23.01.2018. Von Gummibäumen, Palmölplantagen und Tropenholz

Wir stehen kurz nach sieben auf und verabreden uns mit Ella und Anhang zum Frühstück. Kurz nach halb neun steigen wir alle zu ihr ins Auto und fahren zu einem nahegelegenen Restaurant, um dort Roti Chennai zu essen.
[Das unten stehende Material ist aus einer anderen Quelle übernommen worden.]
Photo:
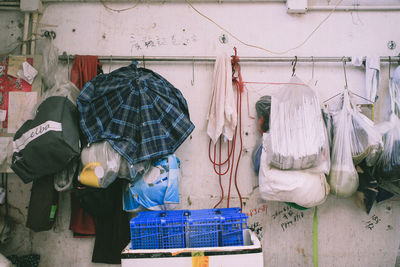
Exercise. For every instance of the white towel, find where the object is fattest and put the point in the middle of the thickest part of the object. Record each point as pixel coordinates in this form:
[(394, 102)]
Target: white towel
[(372, 77), (222, 116), (357, 60)]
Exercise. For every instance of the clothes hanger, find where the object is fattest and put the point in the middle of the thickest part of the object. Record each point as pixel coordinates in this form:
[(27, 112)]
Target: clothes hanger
[(192, 81), (294, 66), (346, 87)]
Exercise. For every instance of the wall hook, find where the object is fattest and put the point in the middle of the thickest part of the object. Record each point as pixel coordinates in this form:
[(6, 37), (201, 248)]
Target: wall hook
[(294, 66), (345, 75), (109, 69), (192, 81)]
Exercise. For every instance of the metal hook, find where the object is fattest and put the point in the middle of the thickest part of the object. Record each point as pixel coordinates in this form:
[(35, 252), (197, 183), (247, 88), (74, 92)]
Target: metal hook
[(109, 69), (345, 75), (192, 81), (294, 66), (69, 73), (312, 72)]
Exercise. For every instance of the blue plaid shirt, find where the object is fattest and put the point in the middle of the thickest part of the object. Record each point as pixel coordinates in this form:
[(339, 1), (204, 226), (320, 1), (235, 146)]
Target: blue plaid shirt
[(141, 114)]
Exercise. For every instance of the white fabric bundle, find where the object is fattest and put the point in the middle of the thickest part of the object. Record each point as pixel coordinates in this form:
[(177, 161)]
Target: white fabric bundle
[(222, 115), (302, 187)]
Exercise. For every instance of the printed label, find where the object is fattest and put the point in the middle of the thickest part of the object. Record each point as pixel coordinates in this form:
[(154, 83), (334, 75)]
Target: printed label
[(34, 133)]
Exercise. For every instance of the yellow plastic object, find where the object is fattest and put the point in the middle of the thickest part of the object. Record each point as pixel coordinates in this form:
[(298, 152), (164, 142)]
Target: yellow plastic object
[(91, 174), (199, 260)]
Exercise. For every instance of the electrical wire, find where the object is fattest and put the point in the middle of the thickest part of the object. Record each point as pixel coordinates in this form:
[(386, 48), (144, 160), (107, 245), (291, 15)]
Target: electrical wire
[(260, 47), (120, 10)]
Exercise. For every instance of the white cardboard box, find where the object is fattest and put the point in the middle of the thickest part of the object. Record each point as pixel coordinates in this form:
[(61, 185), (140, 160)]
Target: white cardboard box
[(237, 256)]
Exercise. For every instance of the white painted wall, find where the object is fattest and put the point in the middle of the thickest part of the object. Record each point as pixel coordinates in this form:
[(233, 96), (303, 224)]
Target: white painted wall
[(177, 30)]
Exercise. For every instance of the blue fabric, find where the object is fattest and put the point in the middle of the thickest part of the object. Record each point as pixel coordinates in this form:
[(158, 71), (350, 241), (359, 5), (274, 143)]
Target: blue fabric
[(156, 196), (137, 111)]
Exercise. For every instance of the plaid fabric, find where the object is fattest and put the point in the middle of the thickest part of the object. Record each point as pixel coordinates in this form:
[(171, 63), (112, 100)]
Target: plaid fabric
[(140, 113)]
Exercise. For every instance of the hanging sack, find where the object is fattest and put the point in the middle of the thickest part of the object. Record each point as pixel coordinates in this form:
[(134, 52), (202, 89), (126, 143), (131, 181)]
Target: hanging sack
[(343, 177), (43, 205), (302, 187), (298, 135), (389, 161), (49, 142)]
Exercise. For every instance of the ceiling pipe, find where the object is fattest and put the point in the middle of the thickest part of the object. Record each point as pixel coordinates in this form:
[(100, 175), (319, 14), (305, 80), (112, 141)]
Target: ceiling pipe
[(355, 8)]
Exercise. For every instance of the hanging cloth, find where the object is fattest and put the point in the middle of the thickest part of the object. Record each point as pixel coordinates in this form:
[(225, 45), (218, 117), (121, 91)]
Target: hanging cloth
[(137, 111), (222, 115), (84, 69)]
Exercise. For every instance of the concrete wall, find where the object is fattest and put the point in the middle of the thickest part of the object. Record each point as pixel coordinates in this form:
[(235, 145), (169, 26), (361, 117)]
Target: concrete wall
[(347, 235)]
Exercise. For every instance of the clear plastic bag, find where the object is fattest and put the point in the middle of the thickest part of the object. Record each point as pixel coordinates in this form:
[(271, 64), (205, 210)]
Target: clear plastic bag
[(389, 161), (101, 165), (298, 134), (50, 64), (366, 141), (302, 187), (343, 177)]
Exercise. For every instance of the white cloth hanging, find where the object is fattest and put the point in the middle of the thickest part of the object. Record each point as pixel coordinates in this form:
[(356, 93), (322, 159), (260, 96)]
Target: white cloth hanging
[(372, 77), (222, 115)]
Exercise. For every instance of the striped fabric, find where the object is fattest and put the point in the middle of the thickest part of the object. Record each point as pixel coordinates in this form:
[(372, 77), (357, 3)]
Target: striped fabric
[(140, 113)]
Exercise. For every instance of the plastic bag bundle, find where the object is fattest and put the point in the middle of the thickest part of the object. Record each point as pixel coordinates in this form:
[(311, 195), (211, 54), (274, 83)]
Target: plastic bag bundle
[(366, 141), (100, 165), (298, 134), (343, 177), (303, 187), (389, 161), (50, 64)]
Zu fünft setzen wir uns an den Tisch und bestellen zuerst was zu trinken, unterhalten uns über den weiteren Verlauf der Reise, die anstehende Verschiffung unseres Fahrzeuges und wir zeigen ihnen noch ein paar Fotos von der Schweiz.
Das Lustige ist, immer alle wollen den Schnee sehen, weil es den hier einfach nicht gibt und zu gern hätte ich jedem einzelnen dabei zugeschaut, wenn er zum ersten Mal diese kalte Masse berührt.
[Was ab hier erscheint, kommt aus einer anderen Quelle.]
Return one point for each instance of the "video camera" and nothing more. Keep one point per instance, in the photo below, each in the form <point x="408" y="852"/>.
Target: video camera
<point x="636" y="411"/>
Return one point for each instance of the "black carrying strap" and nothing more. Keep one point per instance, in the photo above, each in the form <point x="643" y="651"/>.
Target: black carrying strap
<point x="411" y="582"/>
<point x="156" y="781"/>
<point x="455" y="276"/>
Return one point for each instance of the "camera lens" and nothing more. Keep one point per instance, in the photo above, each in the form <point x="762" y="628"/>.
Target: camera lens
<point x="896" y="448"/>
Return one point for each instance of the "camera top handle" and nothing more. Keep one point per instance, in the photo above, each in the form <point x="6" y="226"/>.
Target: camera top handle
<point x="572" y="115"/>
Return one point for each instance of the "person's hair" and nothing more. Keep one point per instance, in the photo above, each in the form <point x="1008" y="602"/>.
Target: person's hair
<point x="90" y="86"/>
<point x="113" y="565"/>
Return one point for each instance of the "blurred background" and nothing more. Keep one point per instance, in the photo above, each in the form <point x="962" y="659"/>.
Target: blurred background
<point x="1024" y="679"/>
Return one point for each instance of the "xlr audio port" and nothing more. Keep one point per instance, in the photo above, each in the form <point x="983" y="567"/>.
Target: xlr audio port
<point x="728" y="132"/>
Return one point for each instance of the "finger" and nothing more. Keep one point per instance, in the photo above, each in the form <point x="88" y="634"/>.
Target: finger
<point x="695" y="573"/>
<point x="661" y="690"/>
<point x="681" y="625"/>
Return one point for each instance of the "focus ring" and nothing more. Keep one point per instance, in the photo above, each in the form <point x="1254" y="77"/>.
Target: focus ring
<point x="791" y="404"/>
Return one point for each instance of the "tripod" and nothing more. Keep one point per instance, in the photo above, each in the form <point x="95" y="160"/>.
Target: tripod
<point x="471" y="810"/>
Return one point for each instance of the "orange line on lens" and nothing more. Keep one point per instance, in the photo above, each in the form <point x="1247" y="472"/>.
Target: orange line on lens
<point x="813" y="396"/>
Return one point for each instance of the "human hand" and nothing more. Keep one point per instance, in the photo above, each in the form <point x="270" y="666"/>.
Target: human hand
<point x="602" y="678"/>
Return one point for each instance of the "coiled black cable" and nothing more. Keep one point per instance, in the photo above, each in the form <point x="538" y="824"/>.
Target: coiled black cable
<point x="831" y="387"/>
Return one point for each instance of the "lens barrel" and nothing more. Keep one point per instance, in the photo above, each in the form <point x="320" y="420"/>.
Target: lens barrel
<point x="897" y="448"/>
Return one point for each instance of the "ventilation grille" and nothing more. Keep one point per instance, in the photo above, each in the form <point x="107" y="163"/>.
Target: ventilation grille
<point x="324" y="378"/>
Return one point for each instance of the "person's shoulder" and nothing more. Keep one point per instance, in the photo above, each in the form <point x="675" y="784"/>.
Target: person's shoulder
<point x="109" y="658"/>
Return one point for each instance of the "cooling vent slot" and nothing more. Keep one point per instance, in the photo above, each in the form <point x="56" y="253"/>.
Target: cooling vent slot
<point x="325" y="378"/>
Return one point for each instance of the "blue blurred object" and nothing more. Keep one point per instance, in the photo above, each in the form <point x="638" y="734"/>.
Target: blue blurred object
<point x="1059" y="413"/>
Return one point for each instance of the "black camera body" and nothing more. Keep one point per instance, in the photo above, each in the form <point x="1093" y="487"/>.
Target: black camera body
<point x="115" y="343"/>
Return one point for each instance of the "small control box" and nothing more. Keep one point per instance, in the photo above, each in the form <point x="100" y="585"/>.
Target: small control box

Nach dem Frühstück bestehen wir darauf, alles zu bezahlen, schliesslich haben sie so viel für uns gemacht.
Zurück beim Millbrook Farmhouse, heisst es dann auch, Abschied nehmen, denn unsere Reise geht weiter.

Wir machen uns auf den Weg nach Kuala Tahan, einem Nationalpark ziemlich in der Mitte Malaysias und lassen somit die Ostküste hinter uns.

Auf dem Weg ins Landesinnere, fahren wir wieder einmal an endlosen Palmölplantagen vorbei, wegen denen so viel Urwald weichen musste.
Die kleinen Palmfrüchte sind es wohl wert, dass wegen ihnen haufenweise Tiere sterben müssen und nicht nur Borneo ist wegen den Rodungen bekannt, sondern auch hier sind die Bestände der Tierarten und Urwälder drastisch zurückgegangen.
Es ist erschreckend, es zu hören und zu lesen, aber es mit eigenen Augen zu sehen, macht es noch viel schlimmer.

Auch schwer beladene LKWs kommen uns entgegen, ihre Ladung: Tropenholz. Riesige Baumstämme, so gross wie ich sie noch nie gesehen habe. Wofür?
Ikea, Micasa usw. Jeder Baum der hier gerodet wird, wird entweder als Möbelstück, Früchteschale und andere Dekorationsartikel, etc. im Ausland verkauft, oder hier verarbeitet.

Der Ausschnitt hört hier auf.